Fue un abrazo larguísimo. Yorsh estaba inclinado y sus brazos rodeaban el pecho del perro. El elfo percibió en él un cansancio infinito; ahora que su guardia había terminado sólo deseaba descansar. Sintió que la respiración del perro se hacía cada vez más lenta hasta que se detuvo por completo. Sintió que el corazón daba un latido, luego otro más débil, luego, después de un intervalo, todavía otro y, finalmente, el último. Y después nada más. Yorsh se quedó quieto, abrazando al perro durante largo rato, sintiendo el calor que abandonaba su cuerpo y los músculos que comenzaban a ponerse rígidos. No había hecho nada para retenerlo, pero se resistió a soltar su abrazo. Ya no tenía dudas, Monser y Sajra habían vivido allí, en la aldea, en la casa donde estaban los juguetes. Algo terrible debía de haberles sucedido; ahora más que nunca tenía que buscarlos.
Yorsh dejó de abrazar al perro, le hizo aún una última caricia sobre los ojos y luego lo sepultó en la playa en un hueco que Erbrow excavó rápidamente de un coletazo. Continuó buscando afanosamente algo de ropa; ahora la necesitaba más que nunca para moverse en el mundo de los humanos.
Yorsh estaba por renunciar cuando tuvo un inesperado golpe de suerte. En la cabaña más lejana encontró un viejo baúl escondido debajo de un pedazo de escalera, las piedras de las gradas lo habían protegido del fuego. Era un baúl pequeño, hecho de fina madera de nogal. La cerradura de hierro forjado con flores grabadas por encima estaba cerrada, pero el dragón resolvió el problema con un zarpazo. Adentro había un largo vestido blanco hecho de lino puro, completamente cubierto de florecitas bordadas. Debió de haber costado años de trabajo. Alrededor de las mangas y en el borde inferior de la falda tenía enganchados unos pequeños pedazos de tela con dibujos hechos con agujeritos. El dragón dijo que eso se llamaba encaje. La parte anterior del corpiño tenía una M bordada.

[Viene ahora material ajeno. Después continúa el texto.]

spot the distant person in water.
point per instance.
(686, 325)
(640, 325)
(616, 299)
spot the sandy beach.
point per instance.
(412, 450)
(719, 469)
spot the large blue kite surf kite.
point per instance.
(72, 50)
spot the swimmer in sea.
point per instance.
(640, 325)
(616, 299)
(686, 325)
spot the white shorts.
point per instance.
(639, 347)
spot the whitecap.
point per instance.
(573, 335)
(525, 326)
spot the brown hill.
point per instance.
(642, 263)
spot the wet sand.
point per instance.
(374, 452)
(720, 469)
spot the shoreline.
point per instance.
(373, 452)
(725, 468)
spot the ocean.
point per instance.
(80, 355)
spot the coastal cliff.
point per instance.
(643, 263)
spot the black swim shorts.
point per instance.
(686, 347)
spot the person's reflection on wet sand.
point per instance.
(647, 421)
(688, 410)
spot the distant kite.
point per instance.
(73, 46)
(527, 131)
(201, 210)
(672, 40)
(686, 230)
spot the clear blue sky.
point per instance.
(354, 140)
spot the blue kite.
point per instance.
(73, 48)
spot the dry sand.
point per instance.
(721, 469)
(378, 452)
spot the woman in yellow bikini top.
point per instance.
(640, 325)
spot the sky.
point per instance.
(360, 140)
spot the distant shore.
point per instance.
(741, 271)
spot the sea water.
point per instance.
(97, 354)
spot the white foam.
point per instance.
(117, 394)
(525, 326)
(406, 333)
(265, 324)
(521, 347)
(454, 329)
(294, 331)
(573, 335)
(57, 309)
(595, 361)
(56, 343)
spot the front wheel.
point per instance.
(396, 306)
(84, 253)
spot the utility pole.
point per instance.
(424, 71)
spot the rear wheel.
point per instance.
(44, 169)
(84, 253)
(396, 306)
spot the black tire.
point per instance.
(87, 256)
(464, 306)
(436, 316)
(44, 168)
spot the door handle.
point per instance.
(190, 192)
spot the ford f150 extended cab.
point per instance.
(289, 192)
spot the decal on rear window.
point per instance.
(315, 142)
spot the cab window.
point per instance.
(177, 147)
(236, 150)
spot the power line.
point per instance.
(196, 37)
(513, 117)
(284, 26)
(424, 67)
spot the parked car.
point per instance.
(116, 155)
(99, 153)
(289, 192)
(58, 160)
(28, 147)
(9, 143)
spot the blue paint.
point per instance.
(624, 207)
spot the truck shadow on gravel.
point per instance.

Yorsh se quedó atascado entre los diversos velos que se superponían, pero finalmente logró ponérselo. Al menos ya un problema estaba resuelto.
El dragón creía recordar que, entre los humanos, los hombres nunca, por ningún motivo, se ponen vestidos blancos hechos de encajes, bordados y puntilla, y que las mujeres sólo los usan un día en la vida, exactamente el día de su boda, pero como esto no le parecía importante, decidió no mencionarlo. Los dragones nacen desnudos y así se quedan hasta el final. Las complejas costumbres humanas sobre el vestir estaban almacenadas en algunas de sus memorias como un oropel inútil, una tradición extraña e incierta, nada por lo que valiera la pena entablar una discusión.